Despite the lip service we have continued to pay to local choice ever since Congregational days, our schools are centrally planned and already have a national curriculum in place mediated by the textbook publishing industry and the standardized training of teachers. That our schools have failed spectacularly to give our children the education we want for them, or the selves we want, or to deliver on the dream of the democratic, classless society we still yearn for is obvious enough; what we miss is the logic of our failure. By allowing the imposition of direction from centers far beyond our control, we have time and again missed the lesson of the Congregational principle: people are less than whole unless they gather themselves voluntarily into groups of souls in harmony. Gathering themselves to pursue individual, family, and community dreams consistent with their private humanity is what makes them whole; only slaves are gathered by others. And these dreams must be written locally because to exercise any larger ambition without such a base is to lose touch with the things which give life meaning: self, family, friends, work, and intimate community. [Emphasis in the original.]

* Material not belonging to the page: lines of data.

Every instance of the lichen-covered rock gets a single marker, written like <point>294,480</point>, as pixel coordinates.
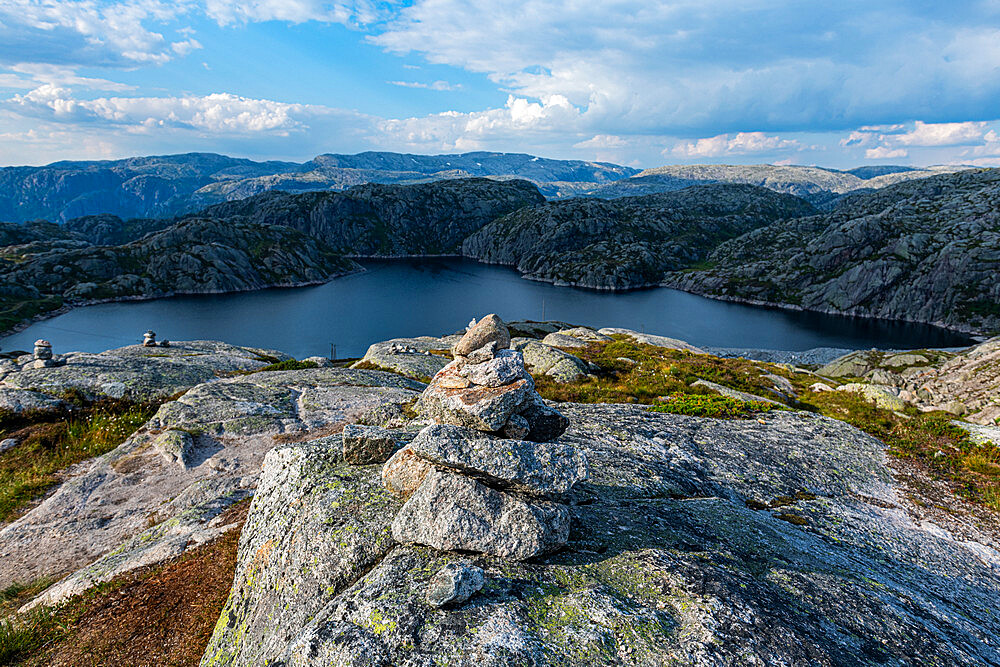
<point>882,397</point>
<point>543,359</point>
<point>143,373</point>
<point>667,562</point>
<point>24,400</point>
<point>651,339</point>
<point>368,444</point>
<point>404,472</point>
<point>489,329</point>
<point>456,513</point>
<point>543,469</point>
<point>233,422</point>
<point>449,399</point>
<point>454,584</point>
<point>505,367</point>
<point>545,423</point>
<point>175,446</point>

The impactful notion to me in there is that community, true community, gathers itself together, voluntarily, around shared dreams. The essence of open source is choice, and choice fosters the community that has become the stereotypical hallmark of healthy open source projects. Closed source eliminates choice. It gathers others together not of their own choice, but out of desperation for lack of alternatives. In Gatto's words, it makes us slaves and dumbs us down.

Am I being over the top? Maybe. But at 2:00 AM last night, it sure seemed to make some sense.

2 Comments:

Blogger vfgdbngmdtgmdyt said...

That works fine if your goal is to create a nation of segregated religious academies. The reason that old system worked so well in the US is because the US had pretty much zero religious and cultural diversity before the mass influx of immigrants in the 19th century.

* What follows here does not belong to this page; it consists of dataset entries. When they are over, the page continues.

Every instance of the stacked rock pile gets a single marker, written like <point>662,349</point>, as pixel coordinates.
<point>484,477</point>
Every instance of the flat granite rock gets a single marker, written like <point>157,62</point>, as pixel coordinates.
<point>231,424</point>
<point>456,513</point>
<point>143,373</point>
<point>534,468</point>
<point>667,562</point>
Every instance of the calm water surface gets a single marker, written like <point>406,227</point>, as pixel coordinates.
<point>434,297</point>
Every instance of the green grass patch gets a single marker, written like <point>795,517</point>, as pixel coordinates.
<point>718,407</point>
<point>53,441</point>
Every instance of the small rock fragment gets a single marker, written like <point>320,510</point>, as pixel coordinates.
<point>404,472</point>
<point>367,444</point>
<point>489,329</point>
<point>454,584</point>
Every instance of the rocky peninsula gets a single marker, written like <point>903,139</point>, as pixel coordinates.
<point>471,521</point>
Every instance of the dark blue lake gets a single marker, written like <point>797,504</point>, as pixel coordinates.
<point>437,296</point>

Ever heard of the tyranny of the majority? We have a constitution to protect the rights of minorities, many of whom might not be served at all if the only educational choices in town were the baptist school, the catholic school, or the hebrew school or (in the big cities) the muslim and/or taoist academies.

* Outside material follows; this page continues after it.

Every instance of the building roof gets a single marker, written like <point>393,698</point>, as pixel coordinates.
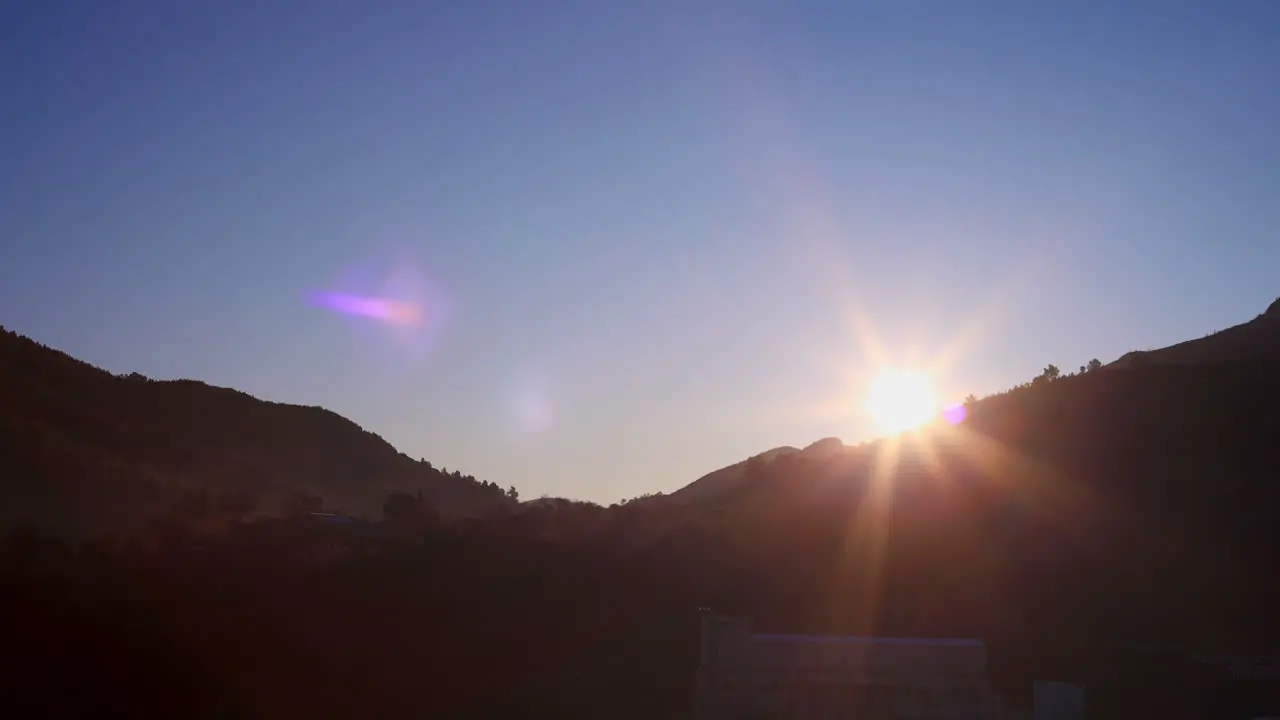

No one is preventing anyone from creating their own private academy, their own private library, their own private meeting hall. But we have a responsibility to our democracy and to ourselves to provide a standard base of education that fosters tolerance and diversity. Granted, we're still screwing the pooch on the tolerance part, but ignorance takes generations to overcome.

Mon Mar 06, 11:06:00 PM 2006  
Blogger Dave Roberts said...

Big Black: "But we have a responsibility to our democracy and to ourselves to provide a standard base of education that fosters tolerance and diversity."

Do we? Why? To what end? And who's definition of "tolerance and diversity?" Of course the "right one," that much is obvious, but which one is that?